Обида. Горькая и болезненная беспомощность.
— Список. Поимённо.
Слова были холодными и жёсткими. Крис аккуратно вбил их в пространство — будто сваи в грунт.
Ей стоило разозлиться на неуместное дурачество. На нелепую попытку придать разговору иную тональность, вывести его в плоскость отвлечённых абстракций, над которыми можно и нужно шутить, чтобы они не смогли пустить корни, окрепнуть и дать ядовитые плоды.
«Ты всегда говоришь ерунду, когда пытаешься кого-то успокоить?»
Мэй определённо разозлилась бы. Если бы слова звучали как шутка.
— Это не твоя забота. — Она ожидала, что ответ получится резким, но фраза неожиданно дополнилась едва ощутимой улыбкой.
— Возможно, — кивнул Крис. — Но я готов включить это в список своих забот, если ты перестанешь издеваться над руками и признаешь наконец, что я всё равно не смогу остаться в стороне.
Мэй отвернулась и уставилась на собственные пальцы, которые сжимали одеяло так крепко, что побелели бы, если бы уже не были белыми.
Она почти физически ощутила, как Крис входит в её мысли — новой фигурой в привычной композиции. В строгом чёрном костюме — идеально, без единой лишней складки сидящем на неестественно прямой фигуре. В тёмно-серой рубашке, наглухо застёгнутой под самое горло. Непривычно серьёзный — как в тот день, когда оглашали приговор его сестре. Со старательно причёсанными волосами, лишь слегка разворошёнными ветром. У него в руках цветы. Потому что не положено без цветов. Розы? Или что-то менее банальное? Он стоит в стороне — от родственников и друзей семьи, сосредоточенно печальных или утирающих искренние слёзы; от родителей, мрачным конвоем замерших рядом с бледной заплаканной Лизкой; от компании жмущихся друг к другу сокурсников, пришедших по велению не то чувства долга, не то студенческой солидарности.
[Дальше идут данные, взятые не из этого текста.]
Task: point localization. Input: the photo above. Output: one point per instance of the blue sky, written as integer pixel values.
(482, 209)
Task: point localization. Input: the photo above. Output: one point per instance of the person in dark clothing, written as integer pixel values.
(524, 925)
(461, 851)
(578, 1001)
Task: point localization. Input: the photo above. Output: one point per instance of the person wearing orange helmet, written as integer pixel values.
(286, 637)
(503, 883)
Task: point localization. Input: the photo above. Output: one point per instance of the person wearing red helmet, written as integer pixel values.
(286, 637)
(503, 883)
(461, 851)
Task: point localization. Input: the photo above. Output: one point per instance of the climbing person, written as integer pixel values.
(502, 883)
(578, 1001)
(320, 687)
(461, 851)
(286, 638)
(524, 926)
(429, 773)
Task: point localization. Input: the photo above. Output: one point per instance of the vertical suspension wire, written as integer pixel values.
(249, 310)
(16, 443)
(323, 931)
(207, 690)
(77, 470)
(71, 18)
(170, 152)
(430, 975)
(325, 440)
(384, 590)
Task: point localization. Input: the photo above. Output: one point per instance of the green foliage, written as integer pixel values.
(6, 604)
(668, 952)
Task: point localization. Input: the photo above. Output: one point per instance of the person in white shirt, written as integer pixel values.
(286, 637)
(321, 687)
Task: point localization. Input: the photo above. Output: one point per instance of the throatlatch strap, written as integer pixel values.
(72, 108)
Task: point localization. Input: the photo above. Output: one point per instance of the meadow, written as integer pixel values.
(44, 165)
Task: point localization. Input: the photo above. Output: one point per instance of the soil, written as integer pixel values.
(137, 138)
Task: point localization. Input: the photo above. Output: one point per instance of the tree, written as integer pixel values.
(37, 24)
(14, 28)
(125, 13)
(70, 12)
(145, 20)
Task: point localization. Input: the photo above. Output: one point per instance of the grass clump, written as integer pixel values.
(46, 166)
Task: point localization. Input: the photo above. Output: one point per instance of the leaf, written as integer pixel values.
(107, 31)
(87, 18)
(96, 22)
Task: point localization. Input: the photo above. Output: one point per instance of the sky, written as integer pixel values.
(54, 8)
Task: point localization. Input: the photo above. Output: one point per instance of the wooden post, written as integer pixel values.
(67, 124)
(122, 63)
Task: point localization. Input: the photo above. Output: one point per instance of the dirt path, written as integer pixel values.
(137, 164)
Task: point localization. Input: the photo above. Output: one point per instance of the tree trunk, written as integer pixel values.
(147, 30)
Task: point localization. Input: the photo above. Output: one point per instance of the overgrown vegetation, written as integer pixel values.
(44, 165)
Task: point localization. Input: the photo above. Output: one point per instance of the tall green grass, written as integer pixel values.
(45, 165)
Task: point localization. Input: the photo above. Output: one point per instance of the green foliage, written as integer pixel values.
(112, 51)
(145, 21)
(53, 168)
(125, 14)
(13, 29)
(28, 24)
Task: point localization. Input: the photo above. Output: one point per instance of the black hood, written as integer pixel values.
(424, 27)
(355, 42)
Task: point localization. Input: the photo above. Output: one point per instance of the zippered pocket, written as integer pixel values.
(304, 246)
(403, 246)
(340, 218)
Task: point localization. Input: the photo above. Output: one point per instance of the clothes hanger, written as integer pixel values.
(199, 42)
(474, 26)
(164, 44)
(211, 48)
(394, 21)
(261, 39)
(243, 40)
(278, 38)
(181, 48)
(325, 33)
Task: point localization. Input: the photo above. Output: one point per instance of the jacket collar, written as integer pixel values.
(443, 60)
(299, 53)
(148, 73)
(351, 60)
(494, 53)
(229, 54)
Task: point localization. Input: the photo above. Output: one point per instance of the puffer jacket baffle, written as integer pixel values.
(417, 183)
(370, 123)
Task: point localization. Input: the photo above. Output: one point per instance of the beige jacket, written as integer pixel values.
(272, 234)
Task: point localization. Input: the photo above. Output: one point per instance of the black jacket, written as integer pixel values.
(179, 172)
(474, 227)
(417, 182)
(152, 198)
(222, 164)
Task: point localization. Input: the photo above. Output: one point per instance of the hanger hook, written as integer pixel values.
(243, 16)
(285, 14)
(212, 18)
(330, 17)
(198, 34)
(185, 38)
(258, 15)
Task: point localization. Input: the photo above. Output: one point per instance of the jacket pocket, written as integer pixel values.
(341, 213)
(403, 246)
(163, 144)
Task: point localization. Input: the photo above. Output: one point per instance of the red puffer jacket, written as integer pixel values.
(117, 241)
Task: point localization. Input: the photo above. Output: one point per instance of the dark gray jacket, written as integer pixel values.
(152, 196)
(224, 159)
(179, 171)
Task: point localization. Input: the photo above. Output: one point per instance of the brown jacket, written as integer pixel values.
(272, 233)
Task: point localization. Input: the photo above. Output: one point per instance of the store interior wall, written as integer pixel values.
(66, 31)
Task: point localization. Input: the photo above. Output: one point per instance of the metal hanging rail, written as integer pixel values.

Он стоит в стороне. Немного растерянный, подавленный непривычностью происходящего. А вокруг него волнами колышется любопытный шёпот, шелестят в пропитанном благовониями воздухе вопросы. Чёлка падает ему на глаза, когда губы в традиционном прощании касаются лба восковой куклы, которая уже никогда не будет Мэй Фокс, но по какому-то праву заберёт с собой часть предназначенного ей тепла. Маленькую, но бесценную крупицу. И, когда он делает шаг назад, когда бессознательным движением скользит кончиками пальцев по её сложенным на груди рукам — так, будто может снова почувствовать живое поле, — всем кажется, что перед ними раскрылась красивая и грустная тайна…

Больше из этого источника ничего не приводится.